Thursday, October 9, 2008

Sarah Haley is a Playa Hayta

Because my sister told me that my blogs have been depressing recently, I've decided to implement an upbeat one as to not make my audience cut themselves.

First off, a bug has bitten me on the butt. I keep sitting down at an angle because this thing hurts. I think that my hiney became bug-lunch when I was at the beach a few days ago. Anyway, I look like a gangsta. I'm on tilt all the time. As I write this, I'm at a 45-degree angle.

Thinking of yesterday... I am a big advocate of eating peanut butter straight out of the jar. This usually occurs as I sit on the couch in my unmentionables and dig into that jar of heaven while watching "Snapped." I don't eat a lot of meat, so I think I get my protein from peanut butter. Oh man, the best is dunking a spoon full of peanut butter into a bag of mini M & M's, but I try to avoid the extra calories. So anyway, my third grade client was running around the house scraping the last little bits of goodness out of the Jiff jar the other night. The kid had peanut butter all over her. I told her I like to spoon it out and eat it straight, too. Nice bonding moment.

Today was one of the best days ever. I woke up early (no I didn't. Why did I even say that?) and went to my friend's place by the beach. First of all, though he's only my friend, he looks like a god, which makes looking at him a somewhat euphoric experience. He's got this beautiful, all-American, Chris O'Donnel thing going, like he should model for Polo and play tennis and go sailing. Not really the type of guy that I've been attracted to in the past, but that's his look- clean and polished and wholesome. He's completely oblivious, too. He's such a normal guy. So anyway, he and I went to the beach this morning and body boarded, and it was a blast. Who wakes up, chugs coffee, drives to the beach, body boards and nearly drowns until one o'clock, goes to an interview, and gives a presentation in night class? I can't believe I live here. I wake up every day and think that same thing. I just can't believe it. So Hunkalicious and I hung out at the beach all morning- and I only lasted until my top threatened to remove itself a couple of times, so I'd drop my board to adjust my top, and then I'd get knocked down into the surf and stand up with seaweed all up in my huuur and a mouth full of salt water, so yeah, eventually I just slept on the beach like a fat crap and let hunk do his thing in the water. I'm not the best body boarder in L.A., but I sure had fun.
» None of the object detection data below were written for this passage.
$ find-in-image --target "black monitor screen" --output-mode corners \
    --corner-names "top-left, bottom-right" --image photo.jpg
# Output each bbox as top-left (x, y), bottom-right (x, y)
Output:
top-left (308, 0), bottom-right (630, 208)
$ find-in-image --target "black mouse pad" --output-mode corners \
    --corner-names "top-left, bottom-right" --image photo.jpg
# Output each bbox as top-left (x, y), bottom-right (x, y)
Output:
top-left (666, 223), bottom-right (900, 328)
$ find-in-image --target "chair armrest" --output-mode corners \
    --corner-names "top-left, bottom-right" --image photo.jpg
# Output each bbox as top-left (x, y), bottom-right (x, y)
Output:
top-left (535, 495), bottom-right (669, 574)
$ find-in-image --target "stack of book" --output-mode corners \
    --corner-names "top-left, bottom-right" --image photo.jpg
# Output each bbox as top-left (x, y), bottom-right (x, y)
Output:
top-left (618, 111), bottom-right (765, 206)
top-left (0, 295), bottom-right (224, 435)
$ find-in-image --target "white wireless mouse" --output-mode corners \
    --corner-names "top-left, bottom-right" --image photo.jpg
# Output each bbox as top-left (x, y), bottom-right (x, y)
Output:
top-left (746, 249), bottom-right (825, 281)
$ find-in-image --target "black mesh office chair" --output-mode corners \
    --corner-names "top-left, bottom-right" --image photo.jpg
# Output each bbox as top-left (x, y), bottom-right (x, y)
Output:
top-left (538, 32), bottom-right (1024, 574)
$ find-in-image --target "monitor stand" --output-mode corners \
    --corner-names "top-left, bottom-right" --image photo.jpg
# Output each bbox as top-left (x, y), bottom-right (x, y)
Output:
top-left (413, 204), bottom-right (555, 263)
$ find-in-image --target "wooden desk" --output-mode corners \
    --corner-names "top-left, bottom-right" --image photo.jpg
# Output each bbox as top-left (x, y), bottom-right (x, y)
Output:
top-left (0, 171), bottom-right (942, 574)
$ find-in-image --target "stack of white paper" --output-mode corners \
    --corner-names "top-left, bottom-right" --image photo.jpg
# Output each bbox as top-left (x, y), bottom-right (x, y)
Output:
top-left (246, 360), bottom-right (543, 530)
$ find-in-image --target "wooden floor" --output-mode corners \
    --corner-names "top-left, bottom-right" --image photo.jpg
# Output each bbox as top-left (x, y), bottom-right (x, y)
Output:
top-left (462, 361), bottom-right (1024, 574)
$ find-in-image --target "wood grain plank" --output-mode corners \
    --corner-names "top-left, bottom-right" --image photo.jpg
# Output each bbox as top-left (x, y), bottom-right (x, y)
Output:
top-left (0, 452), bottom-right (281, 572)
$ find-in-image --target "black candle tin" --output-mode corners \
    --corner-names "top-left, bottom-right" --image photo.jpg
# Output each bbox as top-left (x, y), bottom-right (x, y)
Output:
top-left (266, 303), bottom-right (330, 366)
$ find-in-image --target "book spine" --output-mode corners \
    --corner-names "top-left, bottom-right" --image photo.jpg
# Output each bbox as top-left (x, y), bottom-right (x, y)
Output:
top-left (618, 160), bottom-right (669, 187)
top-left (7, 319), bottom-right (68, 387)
It was wonderful. I ran through the seagulls on the beach like Sean Connery in "Indiana Jones & the Last Crusade" and watched them fly away. I took a shower when I got home and had to get all of the sand out of my ears with Q-tips. What a wonderful problem to have.

I had an interview with one of my professors for a research job today. I got the job! I love research. I never saw myself morphing into a Type A Dork, but here I am, happy as a June bug. Does anyone know what that means? Happy as a June bug? That makes no sense. Happy as a clam? Really. What the crap. How about Happy as Pollyanna. I hate her. What an obnoxious girl.

Speaking of obnoxious girls, I'd like to share a story that occurred last week- it pertains to an obnoxious girl in my class who thinks that she is just as important as our professor. Most of the time, I want to stab her, but I refrain. She's always texting or typing or chewing something loud and she always interjects and takes over the class. She's ignorant and loud and always tries to brag about how intelligent she is. She's a dumbass. That's all there is to it. So we were talking about AD/HD and she gives this lengthy uninteresting monologue that went a little something like this:

"I heard that people who have AD/HD, if untreated, wind up having adjustment disorder, which brings oppositional defiance disorder, which brings conduct disorder, which can develop into personality disorder, and people who don't treat their AD/HD can develop severe personality disorders and can be really, really disturbed."

Me, being the b-word that I am, said,

"Hey, did you know that Charles Manson had AD/HD?"

Stupid girl: "Yeah, I know."

Me: "Oh really? Because I just made that up."

The whole class came unglued. People laughed hysterically. I felt like I held a small glimpse of victory in my hand. I think that I shall make it my personal goal to make this girl's life miserable for the rest of the semester because she's made me so effing miserable during the first two months of school. I hate ignorant people. Blah!

1 comment:

BOBBI McCORMICK said...

That is soooo funny and I think you are the only one who can get away with that!!! I love you! I need me some Rachel time, I hope I can see you soon!